Thus, an effective knowledge base to support KBAI should have a number of desirable aspects. It should have maximum structure and exposed features. It should be organized by a coherent knowledge graph, which can be effectively sliced and reasoned over. It must be testable via logic and consistency and performance tests, such that training and reference sets may be vetted and refined. And it must have repeatable and verifiable scripts for updating the underlying KB as it changes and to generate new, working feature sets. Moreover, means for generally managing and manipulating the knowledge base and knowledge graph are important. These desirable aspects constitute a triad of required functionality.

Guidance for a Research Agenda

Achieving a purposeful knowledge base for KBAI uses is neither a stretch nor technically risky. We see the broad outlines of the requirements in the discussion above.

Two-thirds of the triad are relatively straightforward.

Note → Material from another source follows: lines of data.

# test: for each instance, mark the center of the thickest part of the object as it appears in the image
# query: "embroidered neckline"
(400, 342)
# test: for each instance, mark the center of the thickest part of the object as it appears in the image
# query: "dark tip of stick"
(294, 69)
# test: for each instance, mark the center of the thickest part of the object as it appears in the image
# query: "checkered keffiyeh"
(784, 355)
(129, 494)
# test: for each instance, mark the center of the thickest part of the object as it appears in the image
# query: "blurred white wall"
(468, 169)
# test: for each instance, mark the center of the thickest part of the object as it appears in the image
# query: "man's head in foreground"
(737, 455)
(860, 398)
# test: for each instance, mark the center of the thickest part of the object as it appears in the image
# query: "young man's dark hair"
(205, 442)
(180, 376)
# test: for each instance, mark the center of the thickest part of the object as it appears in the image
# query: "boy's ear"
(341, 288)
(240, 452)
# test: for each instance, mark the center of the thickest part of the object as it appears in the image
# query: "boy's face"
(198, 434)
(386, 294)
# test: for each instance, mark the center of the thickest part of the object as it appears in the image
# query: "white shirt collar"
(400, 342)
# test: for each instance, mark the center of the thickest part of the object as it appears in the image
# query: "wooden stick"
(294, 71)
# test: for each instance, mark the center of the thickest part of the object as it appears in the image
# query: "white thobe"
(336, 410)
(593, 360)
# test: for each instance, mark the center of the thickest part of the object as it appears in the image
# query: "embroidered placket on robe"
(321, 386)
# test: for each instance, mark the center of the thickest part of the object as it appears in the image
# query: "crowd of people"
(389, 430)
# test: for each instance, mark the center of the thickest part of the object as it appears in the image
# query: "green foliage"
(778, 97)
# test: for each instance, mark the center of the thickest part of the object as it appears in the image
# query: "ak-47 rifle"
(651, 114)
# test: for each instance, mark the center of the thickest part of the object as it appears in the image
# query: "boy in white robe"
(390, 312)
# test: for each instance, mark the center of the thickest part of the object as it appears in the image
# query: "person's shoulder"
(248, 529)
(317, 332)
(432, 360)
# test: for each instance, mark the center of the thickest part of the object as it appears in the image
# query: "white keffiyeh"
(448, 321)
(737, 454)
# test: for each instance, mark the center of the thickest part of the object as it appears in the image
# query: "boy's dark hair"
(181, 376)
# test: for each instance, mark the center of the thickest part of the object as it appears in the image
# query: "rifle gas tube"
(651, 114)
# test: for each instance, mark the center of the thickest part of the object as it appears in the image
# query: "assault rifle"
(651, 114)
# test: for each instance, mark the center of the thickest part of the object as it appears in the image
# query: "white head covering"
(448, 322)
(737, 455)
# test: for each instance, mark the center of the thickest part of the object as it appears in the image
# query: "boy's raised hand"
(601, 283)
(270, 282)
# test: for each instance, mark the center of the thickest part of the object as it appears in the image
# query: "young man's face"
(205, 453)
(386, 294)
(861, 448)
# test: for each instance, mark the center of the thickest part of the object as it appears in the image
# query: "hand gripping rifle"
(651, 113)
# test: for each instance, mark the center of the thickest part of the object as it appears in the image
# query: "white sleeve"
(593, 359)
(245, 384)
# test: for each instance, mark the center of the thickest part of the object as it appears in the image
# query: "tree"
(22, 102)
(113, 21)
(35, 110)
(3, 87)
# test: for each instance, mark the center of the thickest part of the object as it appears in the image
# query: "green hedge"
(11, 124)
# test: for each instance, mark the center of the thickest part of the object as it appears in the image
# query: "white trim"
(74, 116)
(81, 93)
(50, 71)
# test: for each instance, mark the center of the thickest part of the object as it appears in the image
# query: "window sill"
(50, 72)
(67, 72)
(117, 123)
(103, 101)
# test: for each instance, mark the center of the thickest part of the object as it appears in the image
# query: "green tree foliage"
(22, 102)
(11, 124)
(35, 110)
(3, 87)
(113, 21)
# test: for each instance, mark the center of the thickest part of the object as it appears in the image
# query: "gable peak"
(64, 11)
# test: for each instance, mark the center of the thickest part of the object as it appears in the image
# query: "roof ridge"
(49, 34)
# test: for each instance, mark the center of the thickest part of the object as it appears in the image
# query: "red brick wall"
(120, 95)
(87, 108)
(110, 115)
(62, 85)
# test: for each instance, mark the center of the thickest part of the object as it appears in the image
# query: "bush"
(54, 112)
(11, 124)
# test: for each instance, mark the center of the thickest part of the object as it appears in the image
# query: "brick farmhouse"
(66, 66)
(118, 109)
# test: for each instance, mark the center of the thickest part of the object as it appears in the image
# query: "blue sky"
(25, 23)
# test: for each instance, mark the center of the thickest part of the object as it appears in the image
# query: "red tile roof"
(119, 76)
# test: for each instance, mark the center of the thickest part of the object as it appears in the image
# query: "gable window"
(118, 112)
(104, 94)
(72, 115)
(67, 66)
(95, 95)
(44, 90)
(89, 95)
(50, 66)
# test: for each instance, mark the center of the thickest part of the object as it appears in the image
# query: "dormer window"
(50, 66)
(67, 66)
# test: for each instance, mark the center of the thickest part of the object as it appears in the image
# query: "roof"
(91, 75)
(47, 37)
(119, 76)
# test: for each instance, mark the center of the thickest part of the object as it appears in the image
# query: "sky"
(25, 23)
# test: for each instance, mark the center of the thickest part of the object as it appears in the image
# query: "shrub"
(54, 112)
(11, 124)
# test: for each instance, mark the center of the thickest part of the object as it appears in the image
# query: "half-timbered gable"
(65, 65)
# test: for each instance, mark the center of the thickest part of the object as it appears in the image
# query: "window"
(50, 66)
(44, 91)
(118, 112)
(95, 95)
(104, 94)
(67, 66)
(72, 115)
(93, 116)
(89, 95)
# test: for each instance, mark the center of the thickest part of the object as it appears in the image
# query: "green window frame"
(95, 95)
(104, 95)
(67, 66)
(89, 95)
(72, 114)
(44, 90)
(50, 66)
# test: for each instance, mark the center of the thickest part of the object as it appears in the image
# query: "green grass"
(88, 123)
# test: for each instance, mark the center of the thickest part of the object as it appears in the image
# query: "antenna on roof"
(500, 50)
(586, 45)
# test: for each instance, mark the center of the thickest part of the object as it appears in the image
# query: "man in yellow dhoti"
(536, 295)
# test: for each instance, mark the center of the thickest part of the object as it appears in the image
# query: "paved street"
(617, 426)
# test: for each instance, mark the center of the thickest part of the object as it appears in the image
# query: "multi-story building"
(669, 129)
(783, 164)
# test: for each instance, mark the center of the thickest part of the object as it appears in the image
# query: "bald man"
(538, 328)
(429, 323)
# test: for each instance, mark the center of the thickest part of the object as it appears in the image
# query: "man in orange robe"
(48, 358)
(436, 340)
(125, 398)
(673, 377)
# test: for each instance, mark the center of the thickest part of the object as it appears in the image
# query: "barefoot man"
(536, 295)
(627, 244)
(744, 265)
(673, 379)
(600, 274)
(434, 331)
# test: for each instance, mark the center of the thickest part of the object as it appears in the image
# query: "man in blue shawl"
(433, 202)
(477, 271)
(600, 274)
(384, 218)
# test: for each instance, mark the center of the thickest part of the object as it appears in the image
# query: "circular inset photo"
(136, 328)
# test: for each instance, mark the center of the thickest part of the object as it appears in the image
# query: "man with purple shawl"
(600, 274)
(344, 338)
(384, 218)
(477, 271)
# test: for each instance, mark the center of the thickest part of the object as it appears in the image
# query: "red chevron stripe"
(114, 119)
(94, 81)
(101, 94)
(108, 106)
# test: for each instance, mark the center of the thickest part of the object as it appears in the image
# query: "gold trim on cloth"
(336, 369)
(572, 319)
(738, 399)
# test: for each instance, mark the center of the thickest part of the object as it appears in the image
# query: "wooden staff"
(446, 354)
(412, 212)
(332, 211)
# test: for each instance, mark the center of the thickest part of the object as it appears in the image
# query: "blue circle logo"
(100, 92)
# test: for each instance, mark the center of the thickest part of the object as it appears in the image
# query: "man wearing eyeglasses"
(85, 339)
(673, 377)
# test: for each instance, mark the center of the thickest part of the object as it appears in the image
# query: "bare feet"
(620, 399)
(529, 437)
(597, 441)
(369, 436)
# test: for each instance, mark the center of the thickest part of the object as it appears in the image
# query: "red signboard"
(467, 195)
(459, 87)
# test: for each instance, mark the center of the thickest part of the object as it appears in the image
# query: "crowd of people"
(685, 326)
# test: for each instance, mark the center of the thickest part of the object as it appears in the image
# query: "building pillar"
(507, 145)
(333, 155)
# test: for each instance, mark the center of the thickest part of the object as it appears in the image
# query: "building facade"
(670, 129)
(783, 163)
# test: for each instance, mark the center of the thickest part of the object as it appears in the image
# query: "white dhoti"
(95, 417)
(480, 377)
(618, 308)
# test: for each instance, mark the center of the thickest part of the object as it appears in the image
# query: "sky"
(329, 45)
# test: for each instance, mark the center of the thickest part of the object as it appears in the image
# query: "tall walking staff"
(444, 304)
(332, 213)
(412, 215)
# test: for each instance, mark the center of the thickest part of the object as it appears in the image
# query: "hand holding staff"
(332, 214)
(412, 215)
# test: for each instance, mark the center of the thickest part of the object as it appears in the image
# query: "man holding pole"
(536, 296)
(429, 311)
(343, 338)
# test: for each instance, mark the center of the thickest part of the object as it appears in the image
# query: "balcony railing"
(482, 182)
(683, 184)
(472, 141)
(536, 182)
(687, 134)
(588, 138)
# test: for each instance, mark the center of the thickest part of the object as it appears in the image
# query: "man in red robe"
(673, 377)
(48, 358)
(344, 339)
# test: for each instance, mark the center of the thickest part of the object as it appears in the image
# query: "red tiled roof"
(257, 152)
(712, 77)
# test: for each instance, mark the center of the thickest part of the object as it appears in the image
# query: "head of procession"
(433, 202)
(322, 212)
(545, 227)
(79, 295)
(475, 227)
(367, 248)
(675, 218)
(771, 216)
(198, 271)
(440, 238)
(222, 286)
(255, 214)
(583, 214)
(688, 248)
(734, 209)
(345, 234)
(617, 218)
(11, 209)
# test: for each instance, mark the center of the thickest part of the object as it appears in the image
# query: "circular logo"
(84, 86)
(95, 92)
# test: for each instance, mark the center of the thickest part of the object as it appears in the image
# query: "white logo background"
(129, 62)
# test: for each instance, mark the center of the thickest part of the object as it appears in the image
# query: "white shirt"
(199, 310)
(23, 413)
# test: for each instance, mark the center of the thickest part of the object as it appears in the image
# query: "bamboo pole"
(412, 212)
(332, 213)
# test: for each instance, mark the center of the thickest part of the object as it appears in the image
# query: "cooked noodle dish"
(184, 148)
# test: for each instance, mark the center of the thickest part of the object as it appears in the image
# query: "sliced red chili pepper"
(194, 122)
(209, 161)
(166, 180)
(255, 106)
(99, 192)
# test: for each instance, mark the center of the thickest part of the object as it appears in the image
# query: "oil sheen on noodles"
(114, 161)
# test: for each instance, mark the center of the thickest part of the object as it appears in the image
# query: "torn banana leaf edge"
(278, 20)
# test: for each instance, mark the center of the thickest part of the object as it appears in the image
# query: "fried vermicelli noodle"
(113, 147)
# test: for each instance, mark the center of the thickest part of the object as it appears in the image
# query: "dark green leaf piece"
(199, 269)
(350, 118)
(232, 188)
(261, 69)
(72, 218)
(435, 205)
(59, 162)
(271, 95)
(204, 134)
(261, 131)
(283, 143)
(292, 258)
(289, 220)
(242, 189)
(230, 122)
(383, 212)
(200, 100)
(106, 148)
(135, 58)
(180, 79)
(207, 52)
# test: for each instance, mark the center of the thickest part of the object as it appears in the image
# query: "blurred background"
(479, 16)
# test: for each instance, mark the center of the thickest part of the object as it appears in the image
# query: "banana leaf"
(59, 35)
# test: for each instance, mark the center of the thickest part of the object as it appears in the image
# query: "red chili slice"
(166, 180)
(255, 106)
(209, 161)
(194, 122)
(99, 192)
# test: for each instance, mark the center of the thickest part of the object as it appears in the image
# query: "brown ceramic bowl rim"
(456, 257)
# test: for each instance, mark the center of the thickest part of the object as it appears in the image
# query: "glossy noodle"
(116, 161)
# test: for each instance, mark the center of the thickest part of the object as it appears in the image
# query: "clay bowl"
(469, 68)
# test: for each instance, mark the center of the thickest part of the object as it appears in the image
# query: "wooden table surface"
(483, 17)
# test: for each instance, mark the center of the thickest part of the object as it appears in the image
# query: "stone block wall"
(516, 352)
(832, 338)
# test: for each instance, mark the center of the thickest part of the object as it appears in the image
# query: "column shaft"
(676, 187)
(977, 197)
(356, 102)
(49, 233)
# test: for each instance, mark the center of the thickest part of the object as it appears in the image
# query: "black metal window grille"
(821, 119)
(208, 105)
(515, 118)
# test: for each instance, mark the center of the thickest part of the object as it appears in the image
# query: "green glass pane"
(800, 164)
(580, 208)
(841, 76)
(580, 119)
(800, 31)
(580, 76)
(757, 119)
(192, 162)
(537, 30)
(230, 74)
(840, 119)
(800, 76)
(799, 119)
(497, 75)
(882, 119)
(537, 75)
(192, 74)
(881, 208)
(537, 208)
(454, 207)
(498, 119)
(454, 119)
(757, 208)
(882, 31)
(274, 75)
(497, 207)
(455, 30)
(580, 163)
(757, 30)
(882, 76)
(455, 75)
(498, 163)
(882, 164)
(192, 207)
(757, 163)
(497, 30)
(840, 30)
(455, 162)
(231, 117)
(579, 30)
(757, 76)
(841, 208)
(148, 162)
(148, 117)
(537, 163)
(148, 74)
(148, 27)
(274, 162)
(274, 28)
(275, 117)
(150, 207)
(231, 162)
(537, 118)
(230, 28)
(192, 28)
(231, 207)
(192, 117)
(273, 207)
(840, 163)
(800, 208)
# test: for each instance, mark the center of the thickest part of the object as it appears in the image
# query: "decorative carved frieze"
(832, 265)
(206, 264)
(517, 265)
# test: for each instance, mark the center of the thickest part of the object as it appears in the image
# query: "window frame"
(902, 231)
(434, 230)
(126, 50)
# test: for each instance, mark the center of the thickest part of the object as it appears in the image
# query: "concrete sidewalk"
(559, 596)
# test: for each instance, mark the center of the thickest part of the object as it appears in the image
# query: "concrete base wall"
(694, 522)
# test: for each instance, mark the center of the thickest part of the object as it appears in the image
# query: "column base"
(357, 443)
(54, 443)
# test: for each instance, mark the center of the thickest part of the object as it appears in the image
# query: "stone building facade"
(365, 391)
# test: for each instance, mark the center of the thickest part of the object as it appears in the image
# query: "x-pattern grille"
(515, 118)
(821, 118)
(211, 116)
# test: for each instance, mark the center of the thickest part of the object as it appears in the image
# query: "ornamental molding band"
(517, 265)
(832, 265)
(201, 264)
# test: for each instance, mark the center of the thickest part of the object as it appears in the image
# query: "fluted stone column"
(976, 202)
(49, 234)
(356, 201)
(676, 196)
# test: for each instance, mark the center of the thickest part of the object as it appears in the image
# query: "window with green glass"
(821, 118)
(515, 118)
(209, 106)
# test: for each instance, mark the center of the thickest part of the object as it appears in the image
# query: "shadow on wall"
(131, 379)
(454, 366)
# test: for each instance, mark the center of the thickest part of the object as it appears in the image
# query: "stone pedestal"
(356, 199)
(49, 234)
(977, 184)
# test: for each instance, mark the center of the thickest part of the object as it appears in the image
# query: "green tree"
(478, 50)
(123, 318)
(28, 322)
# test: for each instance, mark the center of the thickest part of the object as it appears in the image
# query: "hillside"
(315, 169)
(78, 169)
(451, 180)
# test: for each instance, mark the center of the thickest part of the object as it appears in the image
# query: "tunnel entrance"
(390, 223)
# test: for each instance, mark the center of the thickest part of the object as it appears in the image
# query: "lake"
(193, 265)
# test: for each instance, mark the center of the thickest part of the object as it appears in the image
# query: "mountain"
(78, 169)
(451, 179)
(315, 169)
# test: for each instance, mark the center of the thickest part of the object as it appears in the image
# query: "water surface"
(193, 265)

First, creating a platform for managing the KBs is a fairly standard requirement for knowledge and semantics purposes; many platforms presently exist that can access and manage knowledge graphs, knowledge bases, and instance data at the necessary scales. Second, the build and testing scripts do require systematic attention, but these are also not difficult tasks and are quite common in many settings. It is true that build and testing scripts can often prove brittle, so care needs to be placed into their design to facilitate maintainability. Fortunately, these are matters mostly of proper focus and good practice, and not conceptually difficult.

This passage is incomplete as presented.